This article updates our two previous insight articles (15 December 2020 and 11 August 2021) relating to the EU Emissions Trading Scheme (EU ETS), with commentary on the proposal brought forward by the EU on 22 June 2022.

The current proposal is the third iteration of a proposal by the EU to include emissions from maritime within its pre-existing Emissions Trading Scheme. Lack of accord between the Members States having, so far, prevented any proposal passing into legislation.

As a result of the ongoing negotiations, the date of application of the new rules, if the proposal does come into force, has again being pushed back a year. This time from 1 January 2023 to 1 January 2024. A development likely to be greeted as welcome breathing space and preparation time by industry.

We look at the key revisions to the proposal below.

What emissions does the new proposal cover?

Carbon dioxide, methane and nitrous oxide emissions will all fall within the scheme (not only carbon dioxide emissions as previously proposed), and allowances must be submitted as follows:

  • From 1 January 2024, for:
    • 100% of emissions on voyages within the EU or at berth in ports within the EU; and
    • 50% of emissions on voyages into and out of the EU (unless the distance is less than 300 nautical miles, in which case 100% of emissions)

produced by ships of 5,000GT or over.

  • From 1 January 2027, for:
    • 100% of emissions on voyages within the EU or at berth in ports within the EU; and
    • 100% of emissions on voyages into and out of the EU unless certain conditions apply (ie the voyage is from or to a port outside the EU which is subject to an equivalent emissions trading scheme, or a port within a Least Developed Country or Small Island Developing State);

produced by ships of 400GT or over.

In preparation for the emissions of ships of 400GT and over being included in the scheme from 2027 onwards, it is proposed that the related EU MRV Regulation (pursuant to which emissions data from ships must be reported) be amended to apply to ships of 400GT and over from 1 January 2024.

It is also proposed that the EU MRV be expanded to require reporting on methane and nitrous oxides, as well as carbon dioxide.

Who will be responsible for compliance?

The party responsible for submitting allowances covering the emissions falling within the scheme is, as previously, the ‘shipping company’, which is defined as:

‘the shipowner or any other organisation or person, such as the manager or the bareboat charterer, that has assumed the responsibility for the operation of the ship from the shipowner and that, on assuming such responsibility, has agreed to take over all the duties and responsibilities imposed by the International Management Code for the Safe Operation of Ships and for Pollution Prevention, set out in Annex I to Regulation (EC) No 336/2006 of the European Parliament and of the Council [the ISM Code].’

However, the new proposal includes a provision requiring that where another party, not the shipping company, is ultimately responsible for purchasing fuel or the operation of the ship (for example, taking decisions in relation to the cargo carried, choice of route and speed), the ‘costs arising from compliance’ shall be the responsibility of that other company pursuant to the contractual arrangement between it and the shipping company.
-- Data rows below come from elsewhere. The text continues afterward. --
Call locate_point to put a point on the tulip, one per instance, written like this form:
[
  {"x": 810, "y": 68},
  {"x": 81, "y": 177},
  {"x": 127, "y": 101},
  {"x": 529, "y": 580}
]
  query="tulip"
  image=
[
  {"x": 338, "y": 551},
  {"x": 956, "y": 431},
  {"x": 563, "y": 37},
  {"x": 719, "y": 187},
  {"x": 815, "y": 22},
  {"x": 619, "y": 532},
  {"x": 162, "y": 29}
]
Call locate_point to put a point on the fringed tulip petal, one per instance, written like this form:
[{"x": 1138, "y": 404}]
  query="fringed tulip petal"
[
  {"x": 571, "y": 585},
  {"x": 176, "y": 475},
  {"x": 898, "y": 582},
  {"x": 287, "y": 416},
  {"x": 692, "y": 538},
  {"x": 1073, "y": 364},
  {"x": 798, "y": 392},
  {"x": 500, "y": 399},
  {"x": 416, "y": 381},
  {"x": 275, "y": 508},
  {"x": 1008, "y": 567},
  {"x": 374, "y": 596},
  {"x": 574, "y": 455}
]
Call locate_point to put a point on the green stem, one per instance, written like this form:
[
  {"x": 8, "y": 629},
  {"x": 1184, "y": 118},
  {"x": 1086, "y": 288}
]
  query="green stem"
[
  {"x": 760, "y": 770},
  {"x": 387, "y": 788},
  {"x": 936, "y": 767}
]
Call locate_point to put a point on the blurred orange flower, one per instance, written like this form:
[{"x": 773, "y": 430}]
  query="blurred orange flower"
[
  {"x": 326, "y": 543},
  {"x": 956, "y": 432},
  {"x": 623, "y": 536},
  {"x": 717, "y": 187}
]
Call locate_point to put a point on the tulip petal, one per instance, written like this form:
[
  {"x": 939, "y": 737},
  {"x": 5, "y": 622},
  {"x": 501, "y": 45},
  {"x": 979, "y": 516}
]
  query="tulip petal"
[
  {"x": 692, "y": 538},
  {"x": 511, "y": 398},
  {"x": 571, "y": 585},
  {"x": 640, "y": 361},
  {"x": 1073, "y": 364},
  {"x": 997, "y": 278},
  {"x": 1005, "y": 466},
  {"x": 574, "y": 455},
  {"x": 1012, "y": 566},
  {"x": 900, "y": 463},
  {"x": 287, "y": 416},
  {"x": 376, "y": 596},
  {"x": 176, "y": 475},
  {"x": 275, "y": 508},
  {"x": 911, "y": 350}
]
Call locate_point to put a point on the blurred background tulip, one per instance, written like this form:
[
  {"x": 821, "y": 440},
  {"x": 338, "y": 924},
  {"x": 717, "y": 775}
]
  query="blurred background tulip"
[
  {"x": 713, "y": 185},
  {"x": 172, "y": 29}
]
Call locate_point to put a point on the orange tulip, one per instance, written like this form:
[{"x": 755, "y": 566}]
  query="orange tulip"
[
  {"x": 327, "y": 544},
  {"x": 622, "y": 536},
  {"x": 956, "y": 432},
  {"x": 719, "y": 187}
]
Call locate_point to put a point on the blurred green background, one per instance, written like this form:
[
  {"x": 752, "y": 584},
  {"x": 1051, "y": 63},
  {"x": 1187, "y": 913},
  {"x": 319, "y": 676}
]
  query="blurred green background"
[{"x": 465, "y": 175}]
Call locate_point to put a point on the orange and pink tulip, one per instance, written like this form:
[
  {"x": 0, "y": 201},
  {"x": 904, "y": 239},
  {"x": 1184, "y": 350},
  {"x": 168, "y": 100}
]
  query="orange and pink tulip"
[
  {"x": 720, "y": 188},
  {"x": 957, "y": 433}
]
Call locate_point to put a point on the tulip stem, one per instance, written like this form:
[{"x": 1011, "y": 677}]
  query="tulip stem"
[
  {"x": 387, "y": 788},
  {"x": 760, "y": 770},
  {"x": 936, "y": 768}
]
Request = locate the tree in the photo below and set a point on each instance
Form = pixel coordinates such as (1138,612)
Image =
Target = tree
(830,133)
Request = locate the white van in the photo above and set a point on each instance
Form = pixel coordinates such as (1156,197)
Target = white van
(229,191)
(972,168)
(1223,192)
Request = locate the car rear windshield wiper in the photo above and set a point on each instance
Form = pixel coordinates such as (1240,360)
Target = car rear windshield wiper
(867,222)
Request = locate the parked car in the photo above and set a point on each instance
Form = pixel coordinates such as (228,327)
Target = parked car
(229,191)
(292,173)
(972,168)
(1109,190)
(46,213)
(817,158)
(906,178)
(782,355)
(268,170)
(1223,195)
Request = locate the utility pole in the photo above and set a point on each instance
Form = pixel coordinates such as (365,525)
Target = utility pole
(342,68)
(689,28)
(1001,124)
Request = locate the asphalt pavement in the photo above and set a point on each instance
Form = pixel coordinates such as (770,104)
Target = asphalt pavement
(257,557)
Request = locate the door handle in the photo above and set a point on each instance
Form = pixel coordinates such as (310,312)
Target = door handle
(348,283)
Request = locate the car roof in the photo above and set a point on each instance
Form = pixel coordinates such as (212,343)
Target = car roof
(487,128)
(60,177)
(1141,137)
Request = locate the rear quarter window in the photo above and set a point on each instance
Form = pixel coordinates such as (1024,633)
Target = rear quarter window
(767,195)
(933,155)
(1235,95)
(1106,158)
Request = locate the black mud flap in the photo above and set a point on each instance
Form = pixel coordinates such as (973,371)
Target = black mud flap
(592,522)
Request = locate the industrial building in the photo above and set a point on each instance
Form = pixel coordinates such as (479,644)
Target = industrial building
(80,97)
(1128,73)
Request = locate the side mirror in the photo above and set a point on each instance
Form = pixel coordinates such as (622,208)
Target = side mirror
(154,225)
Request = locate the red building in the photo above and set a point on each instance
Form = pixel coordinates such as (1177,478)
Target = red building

There is also a provision requiring that Member States ensure that the shipping company has an appropriate and effective means of recovering the costs arising from compliance.

The Ocean Fund

Under the new proposal 75% of the revenues generated by the EU from the auctioning of maritime allowances will go to an Ocean Fund, the purpose of which will be to support the decarbonisation of maritime transport.

There is also an interesting new provision for the Ocean Fund to submit allowances on behalf of a shipping company, to ease administrative burden on the company, provided that the shipping company pays an annual membership to the fund.

The price of membership is to be fixed by the Ocean Fund by 28 February each year and shall be at least the highest primary or secondary market settlement price for allowances in the preceding year, applied to the total emissions reported by the shipping company under the related EU MRV Regulation in the preceding year.

Conclusion

The revised proposal broadens the application and impact of the EU ETS to shipping and represents a bigger stride towards the EU’s emission reduction goals than the previous two proposals.

If enacted, the proposal will give Owners legislative backing for the insertion of cost allocation clauses in charterparties and whilst this of itself is not likely to be hugely disruptive (Owners would probably have sought these clauses anyway) the revised proposal may helpfully circumvent time and costs spent arguing about where the costs of compliance should ultimately fall. That said, interesting questions of law will arise where no such clauses have been inserted and Owners seek to recover costs in relation to contracts not subject to EU law, for example English law charterparties.

Additionally, the meaning of ‘costs arising from compliance’ is likely to be a hotly debated topic between Owners and Charterers, with Charterers seeking to interpret the provision narrowly (costs of allowances only) and Owners relying on a broader interpretation (cost of allowances + administrative costs).

The issue of how and by whom allowances are to be obtained and surrendered will also need to be worked out between the parties, and careful thought given as to whether the benefits of a certain price, if Owners join the Ocean Fund, outweigh the disadvantages of a price that could run above the market price.

In any event, the proposed pushing back of the date of application, from 1 January 2023 to 1 January 2024, will be welcomed as time to consider the issues and prepare.